Bence, ne bu sorular ne de söz konusu bulgular o denli önemlidir: Bence üniversitelilerin ne denli yazdıklarından çok neler –konularını değil, ele aldıkları konularda neler yazdıklarını söylemek istiyorum- yazdıkları çok daha önemlidir.**
Bilirsiniz: Ülkemizdeki üniversitelilerin çoğunun belirli bir yazma dönemleri vardır: “Dr”, özellikle de “doçent” yahut “profesör” olmazdan önce çoğunlukla yazmaktan başlarını kaşıyacak zamanları olmaz. Bu “kariyerlere” ulaştıktan sonra ise bu “yazışkan” dönemleri büyük ölçüde biter. Çünkü ilgili hukuksal düzenlemeler onların bu dönemlerde yazmalarını zorunlu kılar. Sonra? Sonrası yok, artık “hocadırlar”; yetmez mi?
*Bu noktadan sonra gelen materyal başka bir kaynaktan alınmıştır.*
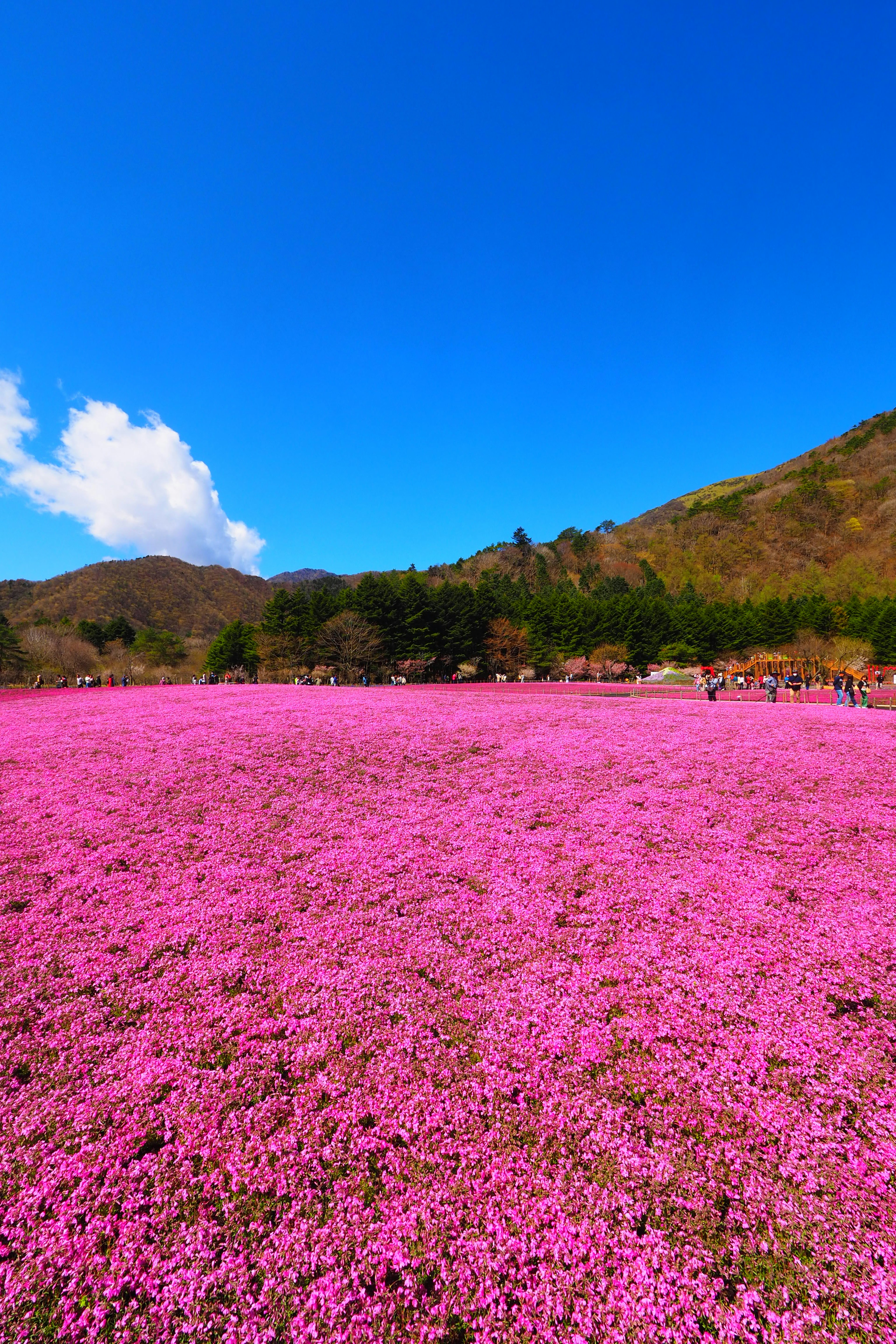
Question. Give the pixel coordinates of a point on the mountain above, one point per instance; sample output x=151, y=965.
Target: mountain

Soru 4: Yazılı ya da sözlü tartışmak (“çatışmak”) neye yarar?
Bilirsiniz, atalarımız (ya da Namık Kemal?), bu soruyu çok anlamlı biçimde yanıtlamıştır:
“Müsademe-i efkardan bârika-i hakikat doğar”
( "Gerçeğin kıvılcımı, fikirlerin çatışmalarından çıkar")
Günümüzde çoğunlukla göz boyayıcıların işine geldiği durumlarda öne sürdükleri bu sav ancak kimi koşullar yerine getirildiğinde gerçekleşebilir ve bir anlam taşır. Bu koşulların yerine getirilmesi bir yana nasılsa kıyıda köşede oluşmuş koşulları da ortadan kaldırmaya yeminli “Başkan” gibilerinin dilinde ise, futbolcu söylemiyle yalnızca “zaman çalmaya”, “hakemi yanıltmaya” yarar. Tartışmaya çalışanların başına örülen çorapların her gün bir yenisine tanık olduğumuz şu günlerde pek yararı olmasa da anımsanmasında yarar var: Gerçekten de "fikirlerin çatışmasından gerçeğin kıvılcımının çıkması” isteniyorsa eğer, en azından;
ü “çatışmaya” değer fikirlerin,
ü “çatışmaya” girmeyi göze alabilecek yüreklilerin,
ü “çatışmanın” anlamlı bir amacının,
ü “çatışmanın” özgürce yapılabileceği ortamların,
ü “çatışmanın” hoşgörülü, yeterince bilgili tarafları ile olası katılımcılarının (izleyicilerinin)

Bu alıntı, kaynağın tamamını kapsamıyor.